Roused from his sleep, and seeing the prison doors open, the Governor drew his sword intending to kill himself, in the belief that the prisoners had escaped.
28 Ama Pavlus yüksek sesle, “Canına kıyma, hepimiz buradayız!” diye seslendi.
But Paul called our loudly, ‘Do not harm yourself; we are all here.’
29 Zindancı ışık getirtip içeri daldı. Titreyerek Pavlus'la Silas'ın önünde yere kapandı.
Calling for a light, the Governor rushed in, and flung himself trembling at the feet of Paul and Silas.
30 Onları dışarı çıkararak, “Efendiler, kurtulmak için ne yapmam gerekir?” diye sordu.
Then he led them out, and said, ‘What must I do to be saved?’
31 Onlar, “Rab İsa'ya iman et, sen de ev halkın da kurtulursunuz” dediler.
‘Believe in Jesus, our Lord,’ they replied, ‘and you will be saved, you and your household too.’
32 Sonra kendisine ve ev halkının hepsine Rab'bin sözünü bildirdiler.
Then they spoke to him of God’s message, and to all his household as well.
33 Gecenin o saatinde zindancı onları götürüp yaralarını yıkadı. Sonra hem kendisi hem ev halkı hemen vaftiz oldu.
And that very hour of the night he took them and washed their wounds, and he himself and everyone belonging to him were baptized without delay.
34 Pavlus'la Silas'ı evine götürerek sofra kurdu. Tanrı'ya inanmak, onu ve evindekilerin hepsini sevince boğmuştu.
Afterwards he took them up to his house and set before them something to eat, rejoicing that he, with all his household, had come to believe in God.
35 Gün doğunca yargıçlar görevlileri göndererek, “O adamları serbest bırak” dediler.
In the morning the Magistrates sent the guards with an order for the men to be discharged.
36 Zindancı bu sözleri Pavlus'a iletti. “Yargıçlar serbest bırakılmanız için haber gönderdi. Şimdi çıkabilirsiniz, esenlikle gidin” dedi.

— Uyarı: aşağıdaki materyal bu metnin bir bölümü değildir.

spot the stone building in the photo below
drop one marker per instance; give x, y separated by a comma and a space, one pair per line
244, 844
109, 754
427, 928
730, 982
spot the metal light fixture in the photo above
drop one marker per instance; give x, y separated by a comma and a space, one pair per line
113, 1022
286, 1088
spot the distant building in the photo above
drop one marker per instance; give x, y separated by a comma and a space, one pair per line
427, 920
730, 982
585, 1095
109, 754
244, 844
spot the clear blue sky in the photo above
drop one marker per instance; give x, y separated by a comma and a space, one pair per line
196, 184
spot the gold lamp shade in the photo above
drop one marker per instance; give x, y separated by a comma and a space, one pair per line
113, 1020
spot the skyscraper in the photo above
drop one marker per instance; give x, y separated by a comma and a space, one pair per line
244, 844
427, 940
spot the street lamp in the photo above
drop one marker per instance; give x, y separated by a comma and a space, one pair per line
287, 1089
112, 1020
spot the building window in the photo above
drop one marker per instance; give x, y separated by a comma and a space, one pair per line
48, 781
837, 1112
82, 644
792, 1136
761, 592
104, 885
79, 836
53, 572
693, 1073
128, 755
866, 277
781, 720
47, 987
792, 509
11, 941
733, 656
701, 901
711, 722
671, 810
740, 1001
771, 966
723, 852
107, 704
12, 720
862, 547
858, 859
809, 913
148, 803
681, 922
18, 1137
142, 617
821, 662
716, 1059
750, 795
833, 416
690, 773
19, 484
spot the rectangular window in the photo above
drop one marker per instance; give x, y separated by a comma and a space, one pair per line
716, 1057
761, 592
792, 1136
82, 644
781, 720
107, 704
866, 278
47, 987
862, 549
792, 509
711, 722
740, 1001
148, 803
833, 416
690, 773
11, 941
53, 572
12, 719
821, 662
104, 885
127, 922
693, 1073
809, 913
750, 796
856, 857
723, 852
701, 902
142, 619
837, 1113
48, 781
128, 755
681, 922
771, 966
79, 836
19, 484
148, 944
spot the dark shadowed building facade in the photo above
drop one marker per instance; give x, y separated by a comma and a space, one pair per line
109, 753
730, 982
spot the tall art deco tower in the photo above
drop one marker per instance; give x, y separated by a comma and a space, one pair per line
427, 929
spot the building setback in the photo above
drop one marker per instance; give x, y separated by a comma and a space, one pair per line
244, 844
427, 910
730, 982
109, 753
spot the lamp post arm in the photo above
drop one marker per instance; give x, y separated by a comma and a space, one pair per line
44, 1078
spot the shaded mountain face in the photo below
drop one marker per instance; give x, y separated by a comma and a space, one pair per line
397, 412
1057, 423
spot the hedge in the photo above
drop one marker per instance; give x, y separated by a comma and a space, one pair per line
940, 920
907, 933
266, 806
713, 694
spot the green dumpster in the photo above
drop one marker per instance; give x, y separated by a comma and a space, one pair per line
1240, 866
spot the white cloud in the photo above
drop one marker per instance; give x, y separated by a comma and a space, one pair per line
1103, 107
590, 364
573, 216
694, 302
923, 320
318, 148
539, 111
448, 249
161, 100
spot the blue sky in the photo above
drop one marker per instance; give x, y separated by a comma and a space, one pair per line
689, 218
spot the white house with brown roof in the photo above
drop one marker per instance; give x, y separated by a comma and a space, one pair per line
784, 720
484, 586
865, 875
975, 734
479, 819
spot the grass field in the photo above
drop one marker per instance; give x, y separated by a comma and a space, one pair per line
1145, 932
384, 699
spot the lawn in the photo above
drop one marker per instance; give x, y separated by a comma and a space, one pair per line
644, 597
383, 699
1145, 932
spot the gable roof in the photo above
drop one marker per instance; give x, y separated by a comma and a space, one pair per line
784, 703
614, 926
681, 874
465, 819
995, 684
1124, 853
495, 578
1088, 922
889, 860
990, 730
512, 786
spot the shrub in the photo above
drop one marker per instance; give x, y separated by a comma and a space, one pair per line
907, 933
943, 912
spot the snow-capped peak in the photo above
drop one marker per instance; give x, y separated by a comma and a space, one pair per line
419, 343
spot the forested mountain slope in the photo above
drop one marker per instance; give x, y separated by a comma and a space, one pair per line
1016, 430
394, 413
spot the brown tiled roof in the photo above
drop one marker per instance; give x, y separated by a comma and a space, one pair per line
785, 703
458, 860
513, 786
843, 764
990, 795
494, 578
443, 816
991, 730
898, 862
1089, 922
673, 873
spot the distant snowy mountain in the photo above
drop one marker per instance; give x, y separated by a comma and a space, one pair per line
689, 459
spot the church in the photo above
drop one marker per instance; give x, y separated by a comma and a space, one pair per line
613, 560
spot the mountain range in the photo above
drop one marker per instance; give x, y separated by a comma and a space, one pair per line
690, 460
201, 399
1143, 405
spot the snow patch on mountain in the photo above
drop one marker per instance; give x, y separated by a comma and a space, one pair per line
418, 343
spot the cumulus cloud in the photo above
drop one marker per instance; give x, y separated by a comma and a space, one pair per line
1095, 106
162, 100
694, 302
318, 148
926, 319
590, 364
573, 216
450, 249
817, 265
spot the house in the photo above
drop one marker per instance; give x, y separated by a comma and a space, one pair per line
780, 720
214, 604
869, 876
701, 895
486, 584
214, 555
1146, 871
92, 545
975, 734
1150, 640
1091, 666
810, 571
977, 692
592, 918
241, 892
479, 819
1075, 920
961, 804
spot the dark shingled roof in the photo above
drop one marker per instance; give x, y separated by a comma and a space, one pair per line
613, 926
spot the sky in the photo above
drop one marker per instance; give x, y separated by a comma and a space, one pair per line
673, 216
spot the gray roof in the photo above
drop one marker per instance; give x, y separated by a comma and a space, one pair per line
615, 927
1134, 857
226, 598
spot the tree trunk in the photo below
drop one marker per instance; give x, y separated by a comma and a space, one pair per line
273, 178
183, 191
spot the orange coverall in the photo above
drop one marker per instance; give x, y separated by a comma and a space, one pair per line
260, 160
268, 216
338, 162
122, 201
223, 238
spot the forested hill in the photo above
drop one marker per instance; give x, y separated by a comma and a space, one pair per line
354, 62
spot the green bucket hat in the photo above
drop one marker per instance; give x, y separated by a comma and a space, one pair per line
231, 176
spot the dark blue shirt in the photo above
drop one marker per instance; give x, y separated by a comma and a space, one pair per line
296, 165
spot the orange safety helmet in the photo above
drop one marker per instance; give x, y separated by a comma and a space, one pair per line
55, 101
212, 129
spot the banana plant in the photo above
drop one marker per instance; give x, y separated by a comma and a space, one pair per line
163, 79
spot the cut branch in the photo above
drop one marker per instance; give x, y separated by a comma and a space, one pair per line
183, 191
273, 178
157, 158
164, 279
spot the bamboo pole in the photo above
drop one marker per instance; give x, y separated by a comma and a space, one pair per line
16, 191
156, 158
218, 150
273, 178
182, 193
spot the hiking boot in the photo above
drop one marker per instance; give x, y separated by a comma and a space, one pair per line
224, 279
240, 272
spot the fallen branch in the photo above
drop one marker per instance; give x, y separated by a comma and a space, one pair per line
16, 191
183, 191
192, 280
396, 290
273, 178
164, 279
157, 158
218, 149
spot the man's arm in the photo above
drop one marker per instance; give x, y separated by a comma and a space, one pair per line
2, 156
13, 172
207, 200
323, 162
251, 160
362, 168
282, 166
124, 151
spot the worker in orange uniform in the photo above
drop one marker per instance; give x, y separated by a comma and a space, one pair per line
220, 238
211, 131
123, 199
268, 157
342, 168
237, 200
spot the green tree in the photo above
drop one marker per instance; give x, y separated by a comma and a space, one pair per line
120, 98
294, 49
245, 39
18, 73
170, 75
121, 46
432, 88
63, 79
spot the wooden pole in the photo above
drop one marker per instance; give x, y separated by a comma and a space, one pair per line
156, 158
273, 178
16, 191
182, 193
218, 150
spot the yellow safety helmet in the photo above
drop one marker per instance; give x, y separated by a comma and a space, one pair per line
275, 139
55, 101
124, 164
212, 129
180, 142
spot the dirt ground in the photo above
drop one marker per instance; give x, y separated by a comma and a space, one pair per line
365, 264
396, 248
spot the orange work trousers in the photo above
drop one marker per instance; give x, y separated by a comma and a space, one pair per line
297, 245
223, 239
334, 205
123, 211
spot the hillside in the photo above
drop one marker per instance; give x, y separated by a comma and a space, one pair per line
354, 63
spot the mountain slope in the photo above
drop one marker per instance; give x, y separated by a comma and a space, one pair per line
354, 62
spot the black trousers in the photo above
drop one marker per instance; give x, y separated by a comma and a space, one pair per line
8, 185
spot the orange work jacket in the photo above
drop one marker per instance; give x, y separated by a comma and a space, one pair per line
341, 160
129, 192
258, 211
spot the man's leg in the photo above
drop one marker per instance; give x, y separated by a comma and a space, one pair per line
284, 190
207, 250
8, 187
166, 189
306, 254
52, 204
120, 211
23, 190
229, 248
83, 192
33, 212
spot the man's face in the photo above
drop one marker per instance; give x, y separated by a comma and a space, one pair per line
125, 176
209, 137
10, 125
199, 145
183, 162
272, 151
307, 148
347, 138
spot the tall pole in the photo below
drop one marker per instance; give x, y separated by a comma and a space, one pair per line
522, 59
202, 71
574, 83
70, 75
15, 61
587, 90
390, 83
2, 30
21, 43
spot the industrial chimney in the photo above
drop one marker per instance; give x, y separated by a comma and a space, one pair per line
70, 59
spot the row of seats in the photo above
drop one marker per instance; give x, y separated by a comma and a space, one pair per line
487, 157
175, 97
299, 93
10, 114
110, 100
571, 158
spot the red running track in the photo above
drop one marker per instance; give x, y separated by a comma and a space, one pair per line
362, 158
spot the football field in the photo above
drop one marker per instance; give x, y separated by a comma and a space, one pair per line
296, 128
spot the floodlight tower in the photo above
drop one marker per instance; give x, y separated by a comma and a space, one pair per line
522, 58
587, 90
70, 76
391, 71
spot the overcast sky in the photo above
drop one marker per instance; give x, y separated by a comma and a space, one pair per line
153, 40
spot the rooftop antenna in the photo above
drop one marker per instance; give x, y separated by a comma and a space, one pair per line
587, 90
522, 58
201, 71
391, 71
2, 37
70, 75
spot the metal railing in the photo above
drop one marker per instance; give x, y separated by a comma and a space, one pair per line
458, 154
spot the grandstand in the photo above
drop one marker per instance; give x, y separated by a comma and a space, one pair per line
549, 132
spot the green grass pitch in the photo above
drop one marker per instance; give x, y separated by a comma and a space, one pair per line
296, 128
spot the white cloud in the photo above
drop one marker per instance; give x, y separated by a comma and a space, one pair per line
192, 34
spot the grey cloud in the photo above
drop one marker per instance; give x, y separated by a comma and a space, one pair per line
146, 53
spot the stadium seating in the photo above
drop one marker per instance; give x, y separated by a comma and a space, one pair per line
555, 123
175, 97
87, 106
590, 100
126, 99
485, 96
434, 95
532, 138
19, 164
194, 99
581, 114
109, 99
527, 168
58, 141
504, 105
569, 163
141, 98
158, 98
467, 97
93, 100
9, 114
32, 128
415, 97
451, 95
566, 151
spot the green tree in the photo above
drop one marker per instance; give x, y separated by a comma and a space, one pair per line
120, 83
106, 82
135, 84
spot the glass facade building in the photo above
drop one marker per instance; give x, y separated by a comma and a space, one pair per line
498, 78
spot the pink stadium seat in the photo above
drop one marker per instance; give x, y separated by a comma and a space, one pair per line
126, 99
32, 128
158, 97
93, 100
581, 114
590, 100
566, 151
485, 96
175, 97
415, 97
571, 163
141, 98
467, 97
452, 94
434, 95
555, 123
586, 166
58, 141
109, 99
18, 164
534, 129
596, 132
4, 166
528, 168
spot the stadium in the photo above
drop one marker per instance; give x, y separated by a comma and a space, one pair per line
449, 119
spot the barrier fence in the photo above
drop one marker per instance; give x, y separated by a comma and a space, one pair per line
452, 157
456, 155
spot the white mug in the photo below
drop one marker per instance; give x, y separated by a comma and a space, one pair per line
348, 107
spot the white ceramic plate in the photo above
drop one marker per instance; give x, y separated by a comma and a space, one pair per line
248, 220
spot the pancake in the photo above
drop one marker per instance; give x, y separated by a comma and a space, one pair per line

The jailer told Paul of his instructions. ‘The Magistrates have sent an order for your discharge,’ he said, ‘so you had better leave the place at once and go quietly away.’
37 Ama Pavlus görevlilere şöyle dedi: “Roma vatandaşı olduğumuz halde, bizi yargılamadan herkesin önünde dövüp hapse attılar. Şimdi bizi gizlice mi kovacaklar? Olmaz böyle şey! Kendileri gelsinler, bizi alıp çıkarsınlar!”
But Paul’s answer to them was, ‘They have flogged us in public without trial, though we are Roman citizens, and they have put us in prison, and now they are for sending us out secretly! No, indeed! Let them come and take us out themselves.’
38 Görevliler bu sözleri yargıçlara iletti. Yargıçlar, Pavlus'la Silas'ın Roma vatandaşı olduğunu duyunca korktular.
The guards reported his words to the Magistrates, who, on hearing that Paul and Silas were Roman citizens, were alarmed,
39 Gelip özür dilediler. Sonra onları dışarı çıkararak kentten ayrılmalarını rica ettiler.
and went to the prison, and did their best to conciliate them. Then they took them out, and begged them to leave the city.
40 Pavlus'la Silas zindandan çıkınca Lidya'nın evine gittiler. Kardeşlerle görüşüp onları yüreklendirdikten sonra oradan ayrıldılar.
When Paul and Silas left the prison, they went to Lydia’s house, and, after they had seen the Lord’s followers, and encouraged them, they left the place.